After irrigation with sodium hypochlorite and gentle filing with the master apical file, s4 showed a median CFU count of 0 (0–2 103) being significantly lower than s1 but not different from the counts recorded at s2. This indicates that there was no reduction in the number of microorganisms due to the activity of calcium hydroxide. This may be due to the lack of direct contact between the microorganisms and calcium hydroxide in the clinical situation. The pH of calcium hydroxide is approximately 12.5 and this is sufficient to kill rapidly most bacterial root canal species (Byström et al. 1985). However, there will always be areas in the canal space and in the root dentine that have low concentrations of hydroxyl ions in solution and where the local pH will be substantially lower (Siqueira & Lopes 1999). Bacteria vary in pH tolerance and most species grow well within a range of pH 6–9 (Padan et al. 1981). Prevotella intermedia, Fusobacterium nucleatum and Porphyromonas gingivalis can survive and grow at pH levels between 8.0 and 8.3 (Marsh et al. 1993).
Several different species of bacteria are located in the tubules of root dentine (Peters et al. 2001). It is difficult to predict the effectiveness of a calcium hydroxide dressing between visits and its ability to destroy the bacterial species located in this area. It is possible that bacteria present in the dentinal tubules escape the direct action of calcium hydroxide (Ørstavik & Haapasalo 1990, Siqueira & Lopes 1999) and are able to (re)infect the canal space. This may explain why root canals at the beginning of the second visit harboured more cultivable bacteria than at the end of the first visit. Another explanation could be that the effect of calcium hydroxide is reduced by dentine (Haapasalo et al. 2000).

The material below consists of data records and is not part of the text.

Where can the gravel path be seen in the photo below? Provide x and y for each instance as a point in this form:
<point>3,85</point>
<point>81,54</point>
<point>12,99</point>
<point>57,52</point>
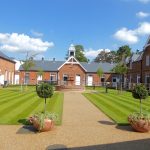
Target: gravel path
<point>84,127</point>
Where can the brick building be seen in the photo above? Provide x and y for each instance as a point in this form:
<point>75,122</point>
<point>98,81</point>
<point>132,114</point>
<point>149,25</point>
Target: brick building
<point>69,73</point>
<point>139,66</point>
<point>7,69</point>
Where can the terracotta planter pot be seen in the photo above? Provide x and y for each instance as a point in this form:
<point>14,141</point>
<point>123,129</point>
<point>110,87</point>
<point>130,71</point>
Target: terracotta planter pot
<point>140,125</point>
<point>48,124</point>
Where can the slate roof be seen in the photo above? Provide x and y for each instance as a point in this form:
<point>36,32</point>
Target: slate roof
<point>45,65</point>
<point>53,66</point>
<point>134,57</point>
<point>92,67</point>
<point>2,55</point>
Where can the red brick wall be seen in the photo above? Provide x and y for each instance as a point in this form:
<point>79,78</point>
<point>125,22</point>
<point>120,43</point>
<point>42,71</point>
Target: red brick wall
<point>10,67</point>
<point>97,79</point>
<point>145,69</point>
<point>33,77</point>
<point>72,71</point>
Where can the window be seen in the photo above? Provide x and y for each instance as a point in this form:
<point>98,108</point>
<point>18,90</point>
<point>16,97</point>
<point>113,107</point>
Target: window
<point>39,78</point>
<point>26,80</point>
<point>138,78</point>
<point>147,60</point>
<point>130,64</point>
<point>52,77</point>
<point>147,78</point>
<point>65,77</point>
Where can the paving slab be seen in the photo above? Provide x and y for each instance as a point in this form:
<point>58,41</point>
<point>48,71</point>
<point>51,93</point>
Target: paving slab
<point>84,127</point>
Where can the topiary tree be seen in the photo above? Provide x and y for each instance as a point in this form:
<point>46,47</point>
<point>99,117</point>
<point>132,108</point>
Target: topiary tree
<point>44,90</point>
<point>140,92</point>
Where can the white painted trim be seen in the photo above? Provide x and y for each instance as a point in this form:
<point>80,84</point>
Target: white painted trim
<point>67,62</point>
<point>146,44</point>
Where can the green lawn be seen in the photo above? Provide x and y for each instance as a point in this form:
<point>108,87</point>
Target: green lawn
<point>116,106</point>
<point>17,106</point>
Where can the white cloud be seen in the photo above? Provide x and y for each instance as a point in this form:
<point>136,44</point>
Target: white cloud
<point>126,35</point>
<point>23,43</point>
<point>144,1</point>
<point>143,29</point>
<point>142,14</point>
<point>132,36</point>
<point>93,53</point>
<point>35,33</point>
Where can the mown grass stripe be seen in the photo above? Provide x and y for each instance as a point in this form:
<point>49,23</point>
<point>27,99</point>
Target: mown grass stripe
<point>123,103</point>
<point>25,111</point>
<point>131,101</point>
<point>110,113</point>
<point>17,103</point>
<point>107,104</point>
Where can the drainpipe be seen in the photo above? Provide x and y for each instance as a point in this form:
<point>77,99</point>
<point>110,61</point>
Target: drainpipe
<point>141,71</point>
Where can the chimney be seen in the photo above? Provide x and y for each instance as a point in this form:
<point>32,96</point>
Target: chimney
<point>31,58</point>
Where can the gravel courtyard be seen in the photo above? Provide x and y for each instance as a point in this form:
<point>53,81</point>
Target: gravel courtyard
<point>83,127</point>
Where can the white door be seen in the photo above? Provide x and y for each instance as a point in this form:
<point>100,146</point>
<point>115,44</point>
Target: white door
<point>114,81</point>
<point>90,81</point>
<point>16,79</point>
<point>1,79</point>
<point>77,80</point>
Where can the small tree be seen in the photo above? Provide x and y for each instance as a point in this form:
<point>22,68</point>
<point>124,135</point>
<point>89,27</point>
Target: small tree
<point>40,73</point>
<point>140,92</point>
<point>100,72</point>
<point>120,69</point>
<point>45,91</point>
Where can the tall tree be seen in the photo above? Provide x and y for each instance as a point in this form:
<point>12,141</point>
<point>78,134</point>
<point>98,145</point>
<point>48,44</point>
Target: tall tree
<point>79,54</point>
<point>100,71</point>
<point>27,64</point>
<point>120,69</point>
<point>105,56</point>
<point>123,52</point>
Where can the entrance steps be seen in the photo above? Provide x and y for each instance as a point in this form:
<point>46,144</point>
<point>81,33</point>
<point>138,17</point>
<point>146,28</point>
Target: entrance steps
<point>69,88</point>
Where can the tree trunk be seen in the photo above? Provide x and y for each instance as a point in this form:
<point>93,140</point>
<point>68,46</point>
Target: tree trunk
<point>45,106</point>
<point>140,106</point>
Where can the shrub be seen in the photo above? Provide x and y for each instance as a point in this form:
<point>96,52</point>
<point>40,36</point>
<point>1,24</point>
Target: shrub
<point>44,90</point>
<point>140,92</point>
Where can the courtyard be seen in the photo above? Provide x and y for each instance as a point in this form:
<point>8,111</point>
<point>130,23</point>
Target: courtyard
<point>83,127</point>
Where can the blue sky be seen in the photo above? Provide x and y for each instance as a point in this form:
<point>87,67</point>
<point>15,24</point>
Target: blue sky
<point>48,27</point>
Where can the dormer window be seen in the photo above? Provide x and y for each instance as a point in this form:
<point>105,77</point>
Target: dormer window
<point>130,65</point>
<point>147,60</point>
<point>72,50</point>
<point>71,53</point>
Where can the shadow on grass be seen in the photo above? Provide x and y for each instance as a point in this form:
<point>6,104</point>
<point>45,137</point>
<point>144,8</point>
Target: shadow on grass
<point>27,129</point>
<point>125,128</point>
<point>143,144</point>
<point>24,122</point>
<point>106,122</point>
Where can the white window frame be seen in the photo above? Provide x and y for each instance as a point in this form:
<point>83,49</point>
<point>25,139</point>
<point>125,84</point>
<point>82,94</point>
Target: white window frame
<point>138,78</point>
<point>147,60</point>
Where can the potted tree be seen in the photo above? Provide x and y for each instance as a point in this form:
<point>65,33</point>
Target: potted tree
<point>44,121</point>
<point>140,121</point>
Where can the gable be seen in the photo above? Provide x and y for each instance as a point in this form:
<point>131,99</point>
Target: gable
<point>147,43</point>
<point>71,60</point>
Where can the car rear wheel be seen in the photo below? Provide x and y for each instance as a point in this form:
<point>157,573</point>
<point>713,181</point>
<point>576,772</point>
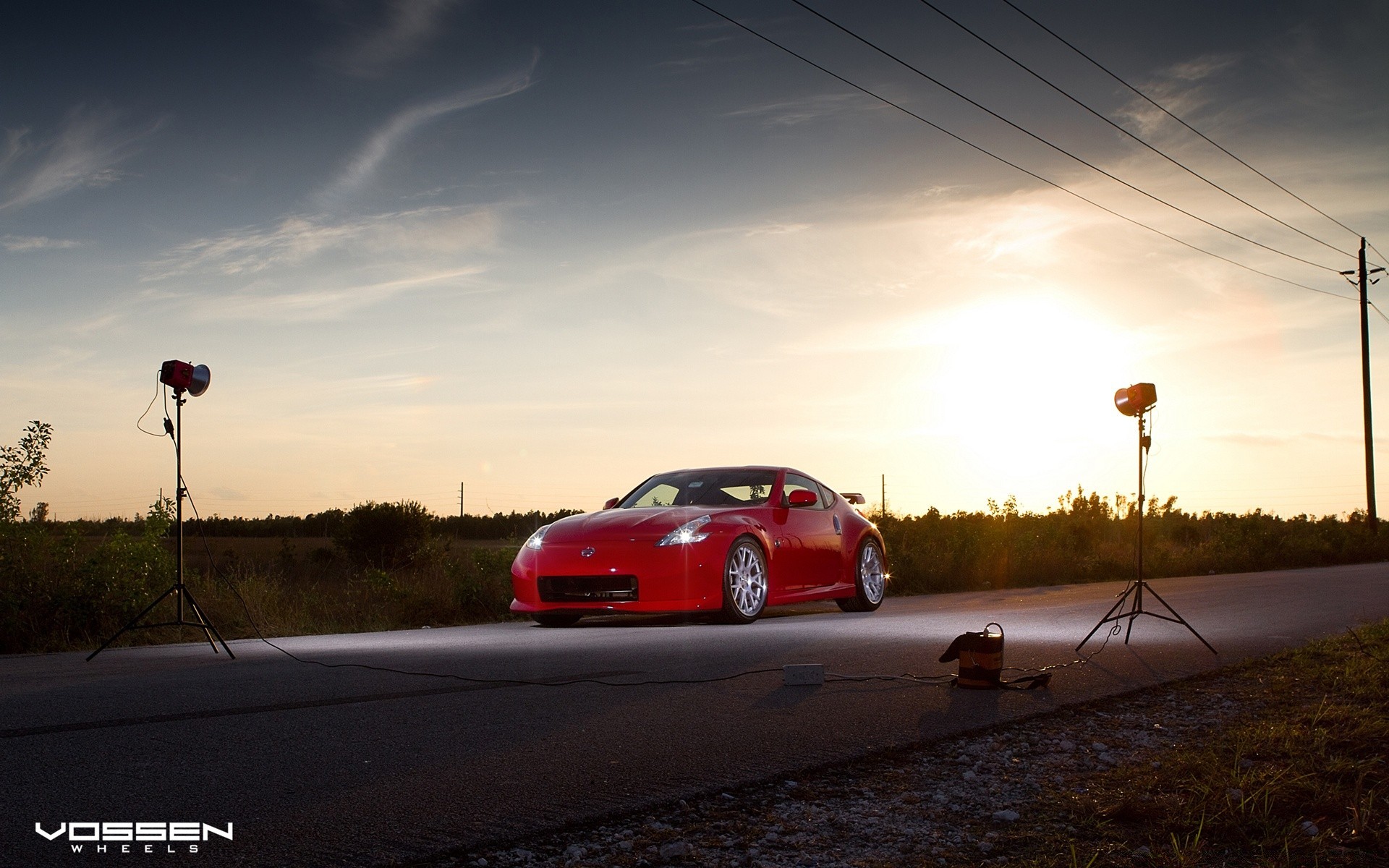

The most dominant species in this study were P. intermedia, P. micros and A. odontolyticus. Bergenholtz (1974) commonly found species belonging to Bacteroides, Corynebacterium, Peptostreptococcus and Fusobacterium. Sundqvist (1992) frequently found F. nucleatum, P. intermedia, P. micros and P. anaerobius. Byström & Sundqvist (1981) found the same species to be dominant, whilst Brauner & Conrads (1995) found a high proportion of P. intermedia. Positive correlations between P. intermedia and P. micros and Eubacterium were previously reported by Lewis et al. (1988), Socransky et al. (1988) and Sundqvist (1992). These combinations may be of importance during root canal treatment, since their interrelationship possibly hinders total elimination of microorganisms or provides an environment in which bacteria multiply more rapidly. Of the seven species present at s4 four are frequently found in combination with each other (P. intermedia, Capnocytophaga spp., A. odontolyticus and P. micros).